Last year I tore a tiny strip from the New York Times and taped it to my desktop. I meant to blog about it, the snippet of a poem by British poet Mark Ford but instead it stayed as a blogger mantra until now. All bloggers have bad days or bored, inspiration doldrums but unlike a diary under your bed, blogging online with every angsty error is forever. Well, unless the web server host isn’t paid and the Wayback Machine misses it, will remain in posterity. Or in my case, the disastrous loss of six years of content from a botched migration to WordPress.
I have no idea why the accomplished Prof. Ford who lectures at Oxford and is not on social media would write a poem about blogging, but I’m glad he did.

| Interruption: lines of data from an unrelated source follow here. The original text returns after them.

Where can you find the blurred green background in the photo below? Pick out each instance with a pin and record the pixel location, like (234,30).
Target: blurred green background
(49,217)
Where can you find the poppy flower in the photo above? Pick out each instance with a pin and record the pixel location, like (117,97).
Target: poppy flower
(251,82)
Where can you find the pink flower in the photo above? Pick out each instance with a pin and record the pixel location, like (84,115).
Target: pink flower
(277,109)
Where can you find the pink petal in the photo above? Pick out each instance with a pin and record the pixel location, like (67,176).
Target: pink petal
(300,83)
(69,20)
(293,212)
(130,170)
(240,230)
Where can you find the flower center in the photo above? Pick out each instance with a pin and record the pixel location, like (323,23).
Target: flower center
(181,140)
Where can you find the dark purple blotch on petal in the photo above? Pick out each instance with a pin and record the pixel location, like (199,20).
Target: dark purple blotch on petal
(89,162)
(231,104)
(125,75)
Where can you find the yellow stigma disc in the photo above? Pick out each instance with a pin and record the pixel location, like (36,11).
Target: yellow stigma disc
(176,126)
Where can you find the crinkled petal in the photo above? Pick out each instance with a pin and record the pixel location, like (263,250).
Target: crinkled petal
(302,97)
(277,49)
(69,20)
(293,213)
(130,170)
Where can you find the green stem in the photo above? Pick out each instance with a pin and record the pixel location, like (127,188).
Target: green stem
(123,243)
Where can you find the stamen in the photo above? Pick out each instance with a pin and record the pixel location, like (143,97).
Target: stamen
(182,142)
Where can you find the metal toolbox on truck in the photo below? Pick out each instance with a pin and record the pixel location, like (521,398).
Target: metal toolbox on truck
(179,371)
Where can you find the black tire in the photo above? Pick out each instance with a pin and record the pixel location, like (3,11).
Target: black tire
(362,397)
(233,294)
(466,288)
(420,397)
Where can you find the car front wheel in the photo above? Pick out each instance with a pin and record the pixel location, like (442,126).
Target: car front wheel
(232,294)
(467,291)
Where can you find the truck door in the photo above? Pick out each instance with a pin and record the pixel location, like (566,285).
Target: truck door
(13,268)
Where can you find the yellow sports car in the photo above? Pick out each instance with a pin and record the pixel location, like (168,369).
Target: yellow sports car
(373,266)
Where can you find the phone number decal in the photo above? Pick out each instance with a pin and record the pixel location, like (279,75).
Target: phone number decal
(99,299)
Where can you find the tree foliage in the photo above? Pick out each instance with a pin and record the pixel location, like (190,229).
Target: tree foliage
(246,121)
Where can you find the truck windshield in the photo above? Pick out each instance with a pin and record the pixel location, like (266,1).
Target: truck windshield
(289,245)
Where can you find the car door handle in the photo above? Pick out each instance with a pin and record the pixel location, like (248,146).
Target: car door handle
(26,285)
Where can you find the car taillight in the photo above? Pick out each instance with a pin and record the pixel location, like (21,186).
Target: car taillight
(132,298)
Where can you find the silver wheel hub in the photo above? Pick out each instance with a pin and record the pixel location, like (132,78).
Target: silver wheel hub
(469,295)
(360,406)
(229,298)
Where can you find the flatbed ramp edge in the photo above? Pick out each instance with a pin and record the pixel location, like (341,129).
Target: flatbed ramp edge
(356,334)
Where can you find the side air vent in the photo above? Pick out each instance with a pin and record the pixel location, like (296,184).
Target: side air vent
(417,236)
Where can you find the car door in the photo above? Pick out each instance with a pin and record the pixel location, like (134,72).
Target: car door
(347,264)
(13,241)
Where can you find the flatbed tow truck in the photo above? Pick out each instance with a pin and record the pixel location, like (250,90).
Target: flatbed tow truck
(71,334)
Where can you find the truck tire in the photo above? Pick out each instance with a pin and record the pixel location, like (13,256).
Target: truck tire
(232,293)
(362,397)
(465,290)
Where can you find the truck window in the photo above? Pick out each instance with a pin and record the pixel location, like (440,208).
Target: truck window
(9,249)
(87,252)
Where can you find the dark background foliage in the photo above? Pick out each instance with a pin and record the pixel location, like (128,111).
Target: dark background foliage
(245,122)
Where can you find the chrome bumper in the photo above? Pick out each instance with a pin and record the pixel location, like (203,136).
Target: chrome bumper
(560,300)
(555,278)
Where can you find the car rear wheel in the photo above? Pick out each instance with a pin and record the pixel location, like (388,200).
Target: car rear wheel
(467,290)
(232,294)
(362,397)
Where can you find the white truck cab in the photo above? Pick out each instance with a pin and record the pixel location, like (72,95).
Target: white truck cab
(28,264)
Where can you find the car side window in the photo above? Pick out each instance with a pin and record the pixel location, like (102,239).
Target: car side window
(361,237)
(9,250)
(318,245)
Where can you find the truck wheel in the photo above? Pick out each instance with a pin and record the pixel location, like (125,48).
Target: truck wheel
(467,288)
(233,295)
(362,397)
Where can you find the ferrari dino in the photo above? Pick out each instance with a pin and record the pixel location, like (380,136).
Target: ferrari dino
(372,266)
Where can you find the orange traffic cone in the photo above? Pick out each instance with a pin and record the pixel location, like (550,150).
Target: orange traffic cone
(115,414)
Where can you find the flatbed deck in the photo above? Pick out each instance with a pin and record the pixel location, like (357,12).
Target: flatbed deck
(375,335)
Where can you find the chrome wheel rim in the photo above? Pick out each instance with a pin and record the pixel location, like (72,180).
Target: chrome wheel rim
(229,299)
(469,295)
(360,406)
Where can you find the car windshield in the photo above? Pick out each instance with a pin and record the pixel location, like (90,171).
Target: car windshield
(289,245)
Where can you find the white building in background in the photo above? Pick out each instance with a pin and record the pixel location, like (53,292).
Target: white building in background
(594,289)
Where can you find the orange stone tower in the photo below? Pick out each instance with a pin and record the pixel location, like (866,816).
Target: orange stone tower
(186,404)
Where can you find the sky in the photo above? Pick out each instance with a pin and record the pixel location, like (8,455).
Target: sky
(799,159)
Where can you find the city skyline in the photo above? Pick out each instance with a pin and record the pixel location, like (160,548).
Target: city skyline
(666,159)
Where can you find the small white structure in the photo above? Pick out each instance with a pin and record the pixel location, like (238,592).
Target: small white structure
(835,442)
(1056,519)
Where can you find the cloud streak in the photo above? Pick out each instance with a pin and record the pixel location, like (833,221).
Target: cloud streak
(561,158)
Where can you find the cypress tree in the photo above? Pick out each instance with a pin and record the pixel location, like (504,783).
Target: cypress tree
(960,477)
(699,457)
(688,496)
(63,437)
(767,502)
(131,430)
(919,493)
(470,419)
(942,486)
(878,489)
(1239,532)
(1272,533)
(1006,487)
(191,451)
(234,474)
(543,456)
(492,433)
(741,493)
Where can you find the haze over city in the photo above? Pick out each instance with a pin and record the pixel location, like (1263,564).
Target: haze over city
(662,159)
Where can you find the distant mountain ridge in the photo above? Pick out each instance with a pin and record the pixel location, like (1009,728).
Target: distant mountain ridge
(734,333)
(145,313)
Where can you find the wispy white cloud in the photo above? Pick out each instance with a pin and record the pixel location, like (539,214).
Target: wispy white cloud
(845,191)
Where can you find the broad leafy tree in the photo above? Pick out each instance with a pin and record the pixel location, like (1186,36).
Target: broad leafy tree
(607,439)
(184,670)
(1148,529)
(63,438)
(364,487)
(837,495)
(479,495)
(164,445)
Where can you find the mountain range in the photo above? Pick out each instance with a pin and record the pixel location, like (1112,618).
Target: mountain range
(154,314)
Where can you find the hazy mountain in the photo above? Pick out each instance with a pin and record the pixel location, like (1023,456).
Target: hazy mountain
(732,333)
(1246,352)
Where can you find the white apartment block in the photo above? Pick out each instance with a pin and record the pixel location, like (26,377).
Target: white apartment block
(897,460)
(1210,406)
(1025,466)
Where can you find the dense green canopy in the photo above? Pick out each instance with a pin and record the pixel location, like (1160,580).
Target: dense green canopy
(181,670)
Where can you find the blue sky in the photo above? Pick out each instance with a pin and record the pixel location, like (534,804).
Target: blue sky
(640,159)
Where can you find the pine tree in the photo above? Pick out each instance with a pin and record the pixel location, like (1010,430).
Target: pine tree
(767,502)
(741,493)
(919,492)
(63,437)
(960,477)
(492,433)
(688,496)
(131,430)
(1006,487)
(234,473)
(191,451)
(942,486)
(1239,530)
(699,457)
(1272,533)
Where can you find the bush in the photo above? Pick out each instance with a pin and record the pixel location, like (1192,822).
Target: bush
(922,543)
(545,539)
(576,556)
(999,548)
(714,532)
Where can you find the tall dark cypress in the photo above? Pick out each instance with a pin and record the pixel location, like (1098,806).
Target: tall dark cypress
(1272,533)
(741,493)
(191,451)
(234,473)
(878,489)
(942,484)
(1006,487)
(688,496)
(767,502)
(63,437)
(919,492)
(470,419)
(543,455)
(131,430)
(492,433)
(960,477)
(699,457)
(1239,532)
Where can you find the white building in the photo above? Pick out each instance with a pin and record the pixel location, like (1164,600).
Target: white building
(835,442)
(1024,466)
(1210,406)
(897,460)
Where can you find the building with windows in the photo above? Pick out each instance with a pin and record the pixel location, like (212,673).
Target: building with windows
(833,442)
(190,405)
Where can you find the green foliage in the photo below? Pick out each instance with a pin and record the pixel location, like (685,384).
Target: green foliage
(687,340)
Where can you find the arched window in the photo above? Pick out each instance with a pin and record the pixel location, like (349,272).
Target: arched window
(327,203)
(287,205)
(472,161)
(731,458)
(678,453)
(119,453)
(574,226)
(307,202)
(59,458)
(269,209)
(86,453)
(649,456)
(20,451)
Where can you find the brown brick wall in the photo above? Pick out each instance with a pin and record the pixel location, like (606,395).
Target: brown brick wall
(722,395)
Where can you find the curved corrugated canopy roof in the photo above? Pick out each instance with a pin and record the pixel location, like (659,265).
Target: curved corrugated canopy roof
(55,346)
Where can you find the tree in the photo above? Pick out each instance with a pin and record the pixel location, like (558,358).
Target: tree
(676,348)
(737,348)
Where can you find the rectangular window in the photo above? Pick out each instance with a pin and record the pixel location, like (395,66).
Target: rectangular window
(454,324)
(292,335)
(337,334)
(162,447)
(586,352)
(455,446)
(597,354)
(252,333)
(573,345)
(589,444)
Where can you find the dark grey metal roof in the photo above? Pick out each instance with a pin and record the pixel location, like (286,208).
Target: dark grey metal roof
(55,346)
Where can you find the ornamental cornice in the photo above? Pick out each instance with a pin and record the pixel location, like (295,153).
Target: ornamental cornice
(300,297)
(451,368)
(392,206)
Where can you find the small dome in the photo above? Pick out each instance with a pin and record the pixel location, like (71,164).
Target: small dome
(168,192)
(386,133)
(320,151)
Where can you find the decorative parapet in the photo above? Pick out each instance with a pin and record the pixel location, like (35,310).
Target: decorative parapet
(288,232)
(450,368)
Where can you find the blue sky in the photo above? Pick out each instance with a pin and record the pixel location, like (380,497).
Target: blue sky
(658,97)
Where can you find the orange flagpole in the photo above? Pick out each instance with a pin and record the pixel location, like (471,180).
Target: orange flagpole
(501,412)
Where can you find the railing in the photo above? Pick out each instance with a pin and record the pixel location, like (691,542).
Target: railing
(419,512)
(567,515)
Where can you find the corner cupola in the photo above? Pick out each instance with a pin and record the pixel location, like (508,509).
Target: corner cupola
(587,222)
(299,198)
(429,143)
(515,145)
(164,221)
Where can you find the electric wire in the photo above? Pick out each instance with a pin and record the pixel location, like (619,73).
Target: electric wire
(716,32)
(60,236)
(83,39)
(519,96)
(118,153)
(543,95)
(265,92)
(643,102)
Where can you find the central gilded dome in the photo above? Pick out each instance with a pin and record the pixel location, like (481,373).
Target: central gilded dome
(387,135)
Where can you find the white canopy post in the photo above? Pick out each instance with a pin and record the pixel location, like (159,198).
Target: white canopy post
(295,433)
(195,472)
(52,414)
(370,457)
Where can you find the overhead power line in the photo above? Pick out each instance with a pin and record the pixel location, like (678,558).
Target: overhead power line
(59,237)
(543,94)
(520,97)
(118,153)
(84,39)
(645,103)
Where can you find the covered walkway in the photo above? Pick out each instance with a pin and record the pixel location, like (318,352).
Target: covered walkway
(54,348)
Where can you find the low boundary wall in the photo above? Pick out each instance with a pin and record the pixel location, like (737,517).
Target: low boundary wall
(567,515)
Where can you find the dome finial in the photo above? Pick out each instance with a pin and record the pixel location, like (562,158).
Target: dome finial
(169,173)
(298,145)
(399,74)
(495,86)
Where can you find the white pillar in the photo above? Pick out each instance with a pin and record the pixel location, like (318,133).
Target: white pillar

The entire poem can be read here. The poem inspired a photo quote but I wanted to find a suitable image to marry the words with. Enter serendipity and a verdigris aged sundial I hance on this summer from an utterly charming Victorian home: The Observatory Cottage, 407 Broadway in Draper Park in Hastings-on-Hudson N.Y. It was the home of John William Draper, took the first daguerreotypes of the moon in the winter of 1839-1840.
From their website:
The Draper Family revolutionized the way that we see the universe and our place in it. In a hand-built observatory, on a spot with “uninterrupted horizon commanded in every direction,” Henry Draper was able to shoot the clearest photos of the moon yet seen. His photos’ publication by the Smithsonian Institution inspired amateur astronomers nation- and worldwide to start grinding lenses and shooting photographs of the heavens. The former observatory was eventually remodeled into a cottage by Henry’s younger sister Antonia Draper Dixon. Today, it is home to the offices and archive of the Hastings Historical Society.
A most appropriate snippet to tear out of the paper…..blogging is a blessing and a curse……but I must say it brought me back to writing – SOMETHING anyway!
Hugs, Pam
Anything that brings us in touch with artistic expression is good thing.